Ayrıca, Türkiye’de geri dönüştürülmüş PET kullanımında lider firmalardan biri olan PepsiCo olarak ambalaj döngüsünü küresel düzeyde odağımıza aldık ve ambalajların asla atık olmadığı bir dünya kurmak için çalışıyoruz. Tüm ambalajlarımızda geri dönüştürülmemiş plastik kullanımını azaltmaya yönelik hedefler koyuyoruz.
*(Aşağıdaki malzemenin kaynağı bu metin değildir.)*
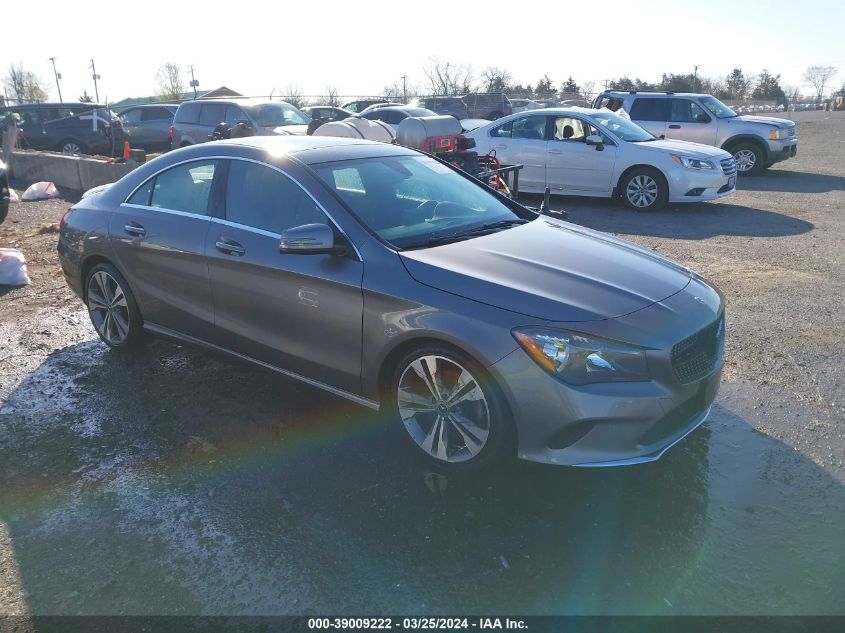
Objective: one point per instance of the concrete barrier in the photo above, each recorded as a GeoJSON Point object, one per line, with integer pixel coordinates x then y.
{"type": "Point", "coordinates": [73, 172]}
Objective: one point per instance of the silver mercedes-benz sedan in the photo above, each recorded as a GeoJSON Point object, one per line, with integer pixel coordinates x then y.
{"type": "Point", "coordinates": [385, 276]}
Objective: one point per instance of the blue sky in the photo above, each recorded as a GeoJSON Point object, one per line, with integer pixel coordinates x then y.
{"type": "Point", "coordinates": [360, 48]}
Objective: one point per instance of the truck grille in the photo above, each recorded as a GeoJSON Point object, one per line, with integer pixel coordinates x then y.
{"type": "Point", "coordinates": [696, 356]}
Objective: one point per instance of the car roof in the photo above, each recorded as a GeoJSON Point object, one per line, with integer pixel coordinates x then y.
{"type": "Point", "coordinates": [316, 149]}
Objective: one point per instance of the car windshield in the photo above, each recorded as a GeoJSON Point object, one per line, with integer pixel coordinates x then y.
{"type": "Point", "coordinates": [277, 114]}
{"type": "Point", "coordinates": [622, 127]}
{"type": "Point", "coordinates": [416, 201]}
{"type": "Point", "coordinates": [717, 108]}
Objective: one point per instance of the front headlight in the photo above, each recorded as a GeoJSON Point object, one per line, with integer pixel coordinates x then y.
{"type": "Point", "coordinates": [692, 163]}
{"type": "Point", "coordinates": [580, 359]}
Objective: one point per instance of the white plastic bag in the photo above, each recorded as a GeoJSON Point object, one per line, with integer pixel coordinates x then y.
{"type": "Point", "coordinates": [40, 191]}
{"type": "Point", "coordinates": [12, 268]}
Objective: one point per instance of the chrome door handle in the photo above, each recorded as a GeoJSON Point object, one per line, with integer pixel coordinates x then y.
{"type": "Point", "coordinates": [133, 228]}
{"type": "Point", "coordinates": [230, 248]}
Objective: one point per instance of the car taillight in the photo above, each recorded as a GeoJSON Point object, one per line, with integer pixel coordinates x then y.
{"type": "Point", "coordinates": [65, 218]}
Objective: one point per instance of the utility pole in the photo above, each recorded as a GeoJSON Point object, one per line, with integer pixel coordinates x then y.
{"type": "Point", "coordinates": [195, 83]}
{"type": "Point", "coordinates": [96, 77]}
{"type": "Point", "coordinates": [58, 76]}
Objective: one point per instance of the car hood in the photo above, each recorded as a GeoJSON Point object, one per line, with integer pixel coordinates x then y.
{"type": "Point", "coordinates": [696, 150]}
{"type": "Point", "coordinates": [283, 130]}
{"type": "Point", "coordinates": [550, 270]}
{"type": "Point", "coordinates": [768, 120]}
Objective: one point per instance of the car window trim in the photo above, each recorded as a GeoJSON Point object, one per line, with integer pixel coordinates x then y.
{"type": "Point", "coordinates": [295, 181]}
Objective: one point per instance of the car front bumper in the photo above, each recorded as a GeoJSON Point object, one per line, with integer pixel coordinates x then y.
{"type": "Point", "coordinates": [614, 424]}
{"type": "Point", "coordinates": [694, 185]}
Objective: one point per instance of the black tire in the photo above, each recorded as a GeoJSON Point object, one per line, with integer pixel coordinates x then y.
{"type": "Point", "coordinates": [126, 330]}
{"type": "Point", "coordinates": [749, 157]}
{"type": "Point", "coordinates": [72, 146]}
{"type": "Point", "coordinates": [467, 413]}
{"type": "Point", "coordinates": [644, 189]}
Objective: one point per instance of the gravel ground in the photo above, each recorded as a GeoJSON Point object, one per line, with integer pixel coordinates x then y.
{"type": "Point", "coordinates": [173, 482]}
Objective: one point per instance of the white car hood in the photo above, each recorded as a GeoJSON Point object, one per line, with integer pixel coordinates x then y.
{"type": "Point", "coordinates": [696, 150]}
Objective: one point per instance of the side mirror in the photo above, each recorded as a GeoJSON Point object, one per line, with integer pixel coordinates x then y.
{"type": "Point", "coordinates": [595, 139]}
{"type": "Point", "coordinates": [309, 239]}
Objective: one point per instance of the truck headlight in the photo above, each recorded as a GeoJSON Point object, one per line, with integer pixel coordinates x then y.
{"type": "Point", "coordinates": [692, 163]}
{"type": "Point", "coordinates": [579, 359]}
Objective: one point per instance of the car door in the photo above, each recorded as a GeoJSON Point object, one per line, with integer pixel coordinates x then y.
{"type": "Point", "coordinates": [572, 166]}
{"type": "Point", "coordinates": [522, 141]}
{"type": "Point", "coordinates": [689, 122]}
{"type": "Point", "coordinates": [301, 313]}
{"type": "Point", "coordinates": [158, 236]}
{"type": "Point", "coordinates": [651, 113]}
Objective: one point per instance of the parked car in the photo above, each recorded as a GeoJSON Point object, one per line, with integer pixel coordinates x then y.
{"type": "Point", "coordinates": [195, 120]}
{"type": "Point", "coordinates": [579, 151]}
{"type": "Point", "coordinates": [447, 106]}
{"type": "Point", "coordinates": [5, 192]}
{"type": "Point", "coordinates": [326, 113]}
{"type": "Point", "coordinates": [521, 105]}
{"type": "Point", "coordinates": [487, 105]}
{"type": "Point", "coordinates": [70, 128]}
{"type": "Point", "coordinates": [756, 142]}
{"type": "Point", "coordinates": [382, 275]}
{"type": "Point", "coordinates": [394, 115]}
{"type": "Point", "coordinates": [358, 105]}
{"type": "Point", "coordinates": [147, 127]}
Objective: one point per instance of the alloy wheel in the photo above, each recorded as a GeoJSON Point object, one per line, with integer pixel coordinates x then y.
{"type": "Point", "coordinates": [745, 160]}
{"type": "Point", "coordinates": [108, 307]}
{"type": "Point", "coordinates": [642, 191]}
{"type": "Point", "coordinates": [443, 409]}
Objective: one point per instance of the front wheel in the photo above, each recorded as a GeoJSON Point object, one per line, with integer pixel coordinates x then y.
{"type": "Point", "coordinates": [112, 308]}
{"type": "Point", "coordinates": [749, 159]}
{"type": "Point", "coordinates": [449, 408]}
{"type": "Point", "coordinates": [644, 189]}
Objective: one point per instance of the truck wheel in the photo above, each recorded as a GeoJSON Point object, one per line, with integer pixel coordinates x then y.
{"type": "Point", "coordinates": [749, 158]}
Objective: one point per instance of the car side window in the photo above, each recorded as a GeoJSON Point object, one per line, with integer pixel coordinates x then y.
{"type": "Point", "coordinates": [686, 111]}
{"type": "Point", "coordinates": [131, 116]}
{"type": "Point", "coordinates": [650, 109]}
{"type": "Point", "coordinates": [185, 187]}
{"type": "Point", "coordinates": [263, 198]}
{"type": "Point", "coordinates": [212, 114]}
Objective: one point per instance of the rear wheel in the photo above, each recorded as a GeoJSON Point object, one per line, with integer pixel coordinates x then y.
{"type": "Point", "coordinates": [112, 308]}
{"type": "Point", "coordinates": [449, 407]}
{"type": "Point", "coordinates": [749, 158]}
{"type": "Point", "coordinates": [644, 189]}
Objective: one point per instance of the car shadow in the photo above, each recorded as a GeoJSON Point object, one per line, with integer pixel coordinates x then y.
{"type": "Point", "coordinates": [169, 482]}
{"type": "Point", "coordinates": [691, 221]}
{"type": "Point", "coordinates": [789, 181]}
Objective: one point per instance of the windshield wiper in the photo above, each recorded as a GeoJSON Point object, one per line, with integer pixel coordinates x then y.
{"type": "Point", "coordinates": [484, 229]}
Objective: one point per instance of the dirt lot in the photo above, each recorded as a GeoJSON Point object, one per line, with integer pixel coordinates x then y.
{"type": "Point", "coordinates": [173, 482]}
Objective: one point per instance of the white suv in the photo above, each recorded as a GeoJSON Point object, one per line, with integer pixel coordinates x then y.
{"type": "Point", "coordinates": [580, 151]}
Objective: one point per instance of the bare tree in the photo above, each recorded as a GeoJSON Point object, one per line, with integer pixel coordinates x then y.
{"type": "Point", "coordinates": [293, 95]}
{"type": "Point", "coordinates": [330, 96]}
{"type": "Point", "coordinates": [817, 77]}
{"type": "Point", "coordinates": [496, 79]}
{"type": "Point", "coordinates": [447, 78]}
{"type": "Point", "coordinates": [169, 83]}
{"type": "Point", "coordinates": [25, 85]}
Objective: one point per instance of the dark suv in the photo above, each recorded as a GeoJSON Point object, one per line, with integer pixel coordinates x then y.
{"type": "Point", "coordinates": [70, 128]}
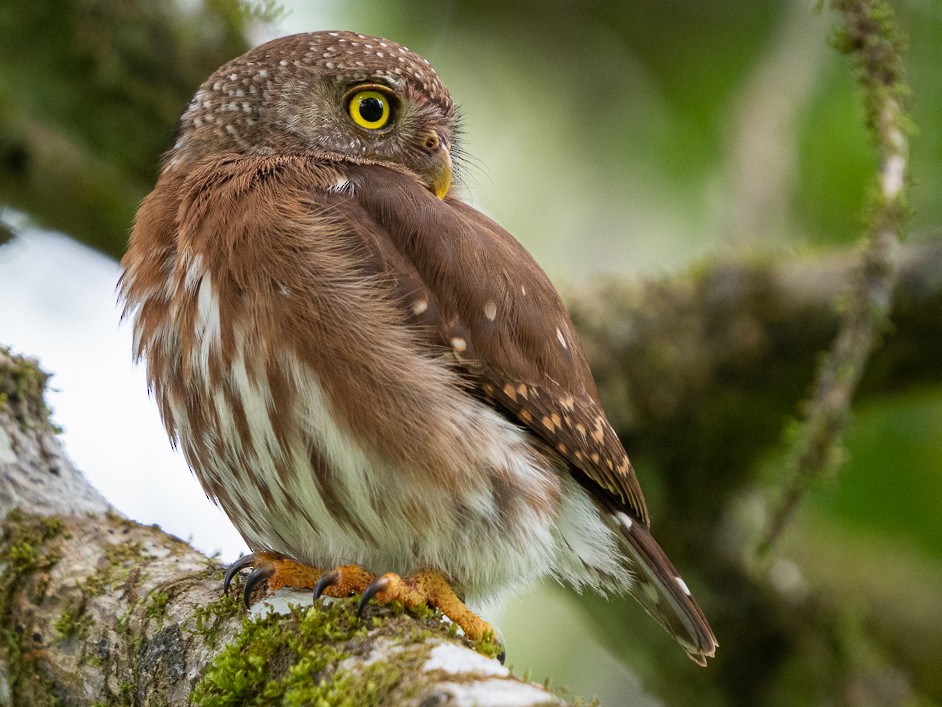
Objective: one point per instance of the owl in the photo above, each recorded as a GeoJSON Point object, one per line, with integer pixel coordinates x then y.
{"type": "Point", "coordinates": [376, 382]}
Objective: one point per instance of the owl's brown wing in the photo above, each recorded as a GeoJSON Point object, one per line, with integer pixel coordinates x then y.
{"type": "Point", "coordinates": [482, 295]}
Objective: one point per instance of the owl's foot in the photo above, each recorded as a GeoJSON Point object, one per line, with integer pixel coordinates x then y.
{"type": "Point", "coordinates": [420, 589]}
{"type": "Point", "coordinates": [427, 588]}
{"type": "Point", "coordinates": [278, 571]}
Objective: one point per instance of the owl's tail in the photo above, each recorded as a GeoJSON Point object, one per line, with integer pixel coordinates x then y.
{"type": "Point", "coordinates": [663, 594]}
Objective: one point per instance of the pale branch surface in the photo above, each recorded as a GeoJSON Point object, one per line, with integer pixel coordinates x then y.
{"type": "Point", "coordinates": [699, 372]}
{"type": "Point", "coordinates": [96, 609]}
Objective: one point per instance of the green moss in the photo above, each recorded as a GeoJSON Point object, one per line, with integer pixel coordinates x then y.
{"type": "Point", "coordinates": [295, 659]}
{"type": "Point", "coordinates": [22, 385]}
{"type": "Point", "coordinates": [27, 550]}
{"type": "Point", "coordinates": [208, 619]}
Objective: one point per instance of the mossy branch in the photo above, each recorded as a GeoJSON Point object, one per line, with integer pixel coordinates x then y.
{"type": "Point", "coordinates": [96, 609]}
{"type": "Point", "coordinates": [869, 34]}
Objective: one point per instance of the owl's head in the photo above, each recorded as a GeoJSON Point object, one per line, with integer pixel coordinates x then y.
{"type": "Point", "coordinates": [342, 94]}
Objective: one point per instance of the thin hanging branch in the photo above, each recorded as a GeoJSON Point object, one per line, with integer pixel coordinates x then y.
{"type": "Point", "coordinates": [870, 35]}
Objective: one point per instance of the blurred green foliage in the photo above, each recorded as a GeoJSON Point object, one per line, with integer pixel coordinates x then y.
{"type": "Point", "coordinates": [609, 137]}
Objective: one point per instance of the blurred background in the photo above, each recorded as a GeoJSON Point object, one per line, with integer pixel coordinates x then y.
{"type": "Point", "coordinates": [640, 142]}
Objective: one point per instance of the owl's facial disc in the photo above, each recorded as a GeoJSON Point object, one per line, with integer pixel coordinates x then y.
{"type": "Point", "coordinates": [374, 110]}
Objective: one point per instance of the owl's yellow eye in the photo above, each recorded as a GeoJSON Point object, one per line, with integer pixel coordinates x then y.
{"type": "Point", "coordinates": [371, 108]}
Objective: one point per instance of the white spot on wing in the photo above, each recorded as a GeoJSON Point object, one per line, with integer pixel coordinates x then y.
{"type": "Point", "coordinates": [625, 521]}
{"type": "Point", "coordinates": [562, 339]}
Temel hedefimiz “Sıfır Atık”, yani kullandığımız tüm paket malzemelerinin, döngüsel ekonominin bir parçası olmasıdır. Türkiye’deki 6 fabrikamızın hepsi sıfır atık düzeyinde faaliyet gösteriyor. Fabrikalarımızın tamamı 2021 yılında Çevre ve Şehircilik Bakanlığı’nın Sıfır Atık Belgesi ile sertifikalandırıldı. Tarladan fabrikaya kadar uzanan döngüsel ekonomi modelini, geri dönüştürülmüş malzemelerden sıfır atık prensibine kadar uzanan 360 derecelik bir vizyonla yönetiyoruz.